Associate Professor of Spanish, University of Rochester

Group Members

  • Rafael Castillo Bejarano, Visiting Assistant Professor, World Languages, Cultures, and Media Department, St. Lawrence University
  • Grace Burton, Associate Professor of Spanish, Skidmore College
  • Edgar Paiewonsky-Conde, Emeritus Professor, Spanish and Hispanic Studies, Hobart and William Smith Colleges
  • Thomas Devaney, Associate Professor of History, University of Rochester
  • Andy Dowling, Graduate Student, Syracuse University
  • Maria Antonia Garces, Professor Emerita of Hispanic Studies, Cornell University
  • Elena Rodriguez Guridi, Associate Professor, World Languages, Le Moyne College
  • Catherine Piñón-Juárez, Graduate Student, Syracuse University
  • Chenyun (Montse) Li, Graduate Student, Cornell University
  • Frederick Luciani, Professor of Romance Languages and Literatures and Africana and Latin American Studies, Colgate University
  • Giovanni Minicucci, Graduate Student, Syracuse University
  • Fernando Plata Parga, Professor of Spanish, Colgate University
  • Simone Pinet, Professor of Spanish and Medieval Studies, Cornell University
  • Héctor Prieto, Graduate Student, Syracuse University
  • Luis Miguel Dos Santos Vicente, Assistant Professor of Hispanic Studies, Hamilton College
  • Lisette V. Balabarca-Fataccioli, Associate Professor of Spanish, Siena College
  • Henry Berlin, Associate Professor, SUNY Buffalo
  • Lori Bernard, Associate Professor of Spanish, SUNY Geneseo
  • David Castillo, Professor, SUNY Buffalo
  • Sharonah Frederick, Clinical Professor of Spanish and Latin American/Spanish Literature, Western Carolina University
  • Chris Gascon, Professor of Spanish, SUNY Cortland
  • Sergio Pedro, Assistant Professor, Ithaca College
  • Stephanie Schmidt, Assistant Professor, SUNY Buffalo

Group Outcomes

This was the second meeting/symposium of the group. The symposium had eight presentations from five faculty members and three graduate students that presented their work-in progress. Hence, we were able to forged new partnerships with our members from CNY, which include faculty members at different stages of their careers and graduate students.
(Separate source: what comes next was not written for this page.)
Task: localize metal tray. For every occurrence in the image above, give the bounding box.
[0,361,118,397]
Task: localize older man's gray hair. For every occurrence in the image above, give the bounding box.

The three graduate students that participated in the panels presented part of their master's thesis and/or dissertation projects, and received insightful feedback from the group's members. Additionally, other graduate students from Syracuse University and Cornell University were in attendance, and enjoyed the presentations and the informal conversations during the breaks and the reception. Furthermore, faculty and graduate students from the Department of Languages, Literatures, and Linguistics attended and participated in the symposium.